I woke up this morning to find out that environmental activists were already blockading the Chase bank on JFK Boulevard to support the resistance of indigenous peoples in Canada against a gas pipeline through their lands.
Then before I got out of the apartment to head to my demonstration, Jewish activists had already been arrested for blocking Joe Biden’s campaign headquarters in an effort to encourage him not to attend the AIPAC convention.
I arrived at the Phoenix Hotel at the corner of 16th and Arch, where Josh Shapiro, the Attorney General for Pennsylvania, has an office on the third floor. People from the Coalition to Abolish Death by Incarceration and Amistad Law Project were already gathering. They had prepared a large number of signs on Sunday.

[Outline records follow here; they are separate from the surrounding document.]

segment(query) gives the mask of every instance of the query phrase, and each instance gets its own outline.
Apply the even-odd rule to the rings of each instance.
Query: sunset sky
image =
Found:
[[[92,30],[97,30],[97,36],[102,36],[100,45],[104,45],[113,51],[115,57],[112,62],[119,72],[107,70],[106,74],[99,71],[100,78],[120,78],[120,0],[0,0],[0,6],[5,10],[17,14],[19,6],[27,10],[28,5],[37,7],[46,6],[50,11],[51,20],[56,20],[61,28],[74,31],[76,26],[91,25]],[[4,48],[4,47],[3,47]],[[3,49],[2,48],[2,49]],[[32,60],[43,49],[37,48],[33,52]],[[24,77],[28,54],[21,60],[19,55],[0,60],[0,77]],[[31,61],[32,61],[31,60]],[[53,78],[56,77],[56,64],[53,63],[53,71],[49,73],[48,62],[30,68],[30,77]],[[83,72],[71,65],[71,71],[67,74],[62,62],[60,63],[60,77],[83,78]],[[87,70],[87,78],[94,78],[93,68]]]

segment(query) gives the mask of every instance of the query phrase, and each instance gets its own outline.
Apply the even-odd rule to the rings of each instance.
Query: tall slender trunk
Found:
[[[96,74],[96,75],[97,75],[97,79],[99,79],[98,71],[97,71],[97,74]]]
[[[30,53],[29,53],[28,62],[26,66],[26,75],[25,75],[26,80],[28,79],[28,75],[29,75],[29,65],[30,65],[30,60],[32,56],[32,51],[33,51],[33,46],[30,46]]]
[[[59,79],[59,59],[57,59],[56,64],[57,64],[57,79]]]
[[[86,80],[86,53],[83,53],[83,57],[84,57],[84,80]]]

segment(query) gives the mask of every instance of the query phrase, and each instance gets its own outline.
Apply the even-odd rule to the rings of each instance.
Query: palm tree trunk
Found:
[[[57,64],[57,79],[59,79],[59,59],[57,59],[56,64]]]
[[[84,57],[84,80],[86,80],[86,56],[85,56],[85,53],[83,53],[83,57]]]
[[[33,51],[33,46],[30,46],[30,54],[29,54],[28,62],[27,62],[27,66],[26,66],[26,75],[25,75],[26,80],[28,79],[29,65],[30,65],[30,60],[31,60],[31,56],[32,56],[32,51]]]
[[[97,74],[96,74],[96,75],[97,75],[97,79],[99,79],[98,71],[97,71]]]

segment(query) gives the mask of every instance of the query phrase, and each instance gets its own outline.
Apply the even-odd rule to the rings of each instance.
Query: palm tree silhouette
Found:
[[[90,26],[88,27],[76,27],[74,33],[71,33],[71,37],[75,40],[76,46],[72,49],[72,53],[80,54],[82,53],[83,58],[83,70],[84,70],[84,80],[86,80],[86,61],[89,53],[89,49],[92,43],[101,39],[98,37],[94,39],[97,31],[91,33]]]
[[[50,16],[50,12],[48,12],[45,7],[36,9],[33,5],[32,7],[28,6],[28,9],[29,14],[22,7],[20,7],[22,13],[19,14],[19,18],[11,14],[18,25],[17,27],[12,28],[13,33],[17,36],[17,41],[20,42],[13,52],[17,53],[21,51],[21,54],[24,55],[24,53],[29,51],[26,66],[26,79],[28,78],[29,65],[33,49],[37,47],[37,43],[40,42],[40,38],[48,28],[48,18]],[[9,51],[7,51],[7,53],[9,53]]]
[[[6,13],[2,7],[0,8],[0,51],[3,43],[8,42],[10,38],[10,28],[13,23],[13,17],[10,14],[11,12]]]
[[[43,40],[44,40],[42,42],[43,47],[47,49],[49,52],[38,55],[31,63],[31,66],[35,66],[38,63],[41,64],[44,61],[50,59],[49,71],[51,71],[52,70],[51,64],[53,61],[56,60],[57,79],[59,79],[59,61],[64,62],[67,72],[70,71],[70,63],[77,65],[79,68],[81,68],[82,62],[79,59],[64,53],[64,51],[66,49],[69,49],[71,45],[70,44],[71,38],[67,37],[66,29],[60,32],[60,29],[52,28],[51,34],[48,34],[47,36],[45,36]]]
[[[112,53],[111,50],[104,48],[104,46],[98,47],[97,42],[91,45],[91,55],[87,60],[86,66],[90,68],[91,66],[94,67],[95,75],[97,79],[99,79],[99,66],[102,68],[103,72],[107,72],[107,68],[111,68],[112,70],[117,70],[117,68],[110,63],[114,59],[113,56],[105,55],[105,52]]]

I grabbed one that said “Shapiro Show Mercy” and went to stand on the corner facing traffic so that all the cars going by would know why we were there. I also got a chance to explain to pedestrians who stopped to ask that we were urging Shapiro to stop blocking commutations of prison sentences that the Lieutenant Governor and all the other members of the Board of Pardons had voted for. Despite the rain, more than 50 people joined the group, listening to speeches and chanting in favor of commutations for people who have changed their lives while in prison. In the judgement of the other members of the Pardons Board, they are ready to rejoin the community.
After an hour in steady rain my 76 year old bones were starting to hurt and my shoes were soaked through, so I left to catch a bus home. I was interested to see about a dozen uniformed police officers waiting in the lobby of the office building at the corner of 17th and Arch. In recent demonstrations I’ve noticed that the Philadelphia police officers on site tend to be older, out of shape men in civilian clothes with armbands identifying them as police officers. I surmised that these younger, bigger, fitter guys were waiting in the wings in case we engaged in civil disobedience like the other two groups Most of the people in the commutation demonstration did not have the privilege of knowing that arrest for civil disobedience would only result in the inconvenience of tickets or court appearances. So there were no plans to block Shapiro’s office. Just calls from the sidewalk outside for him to show some compassion.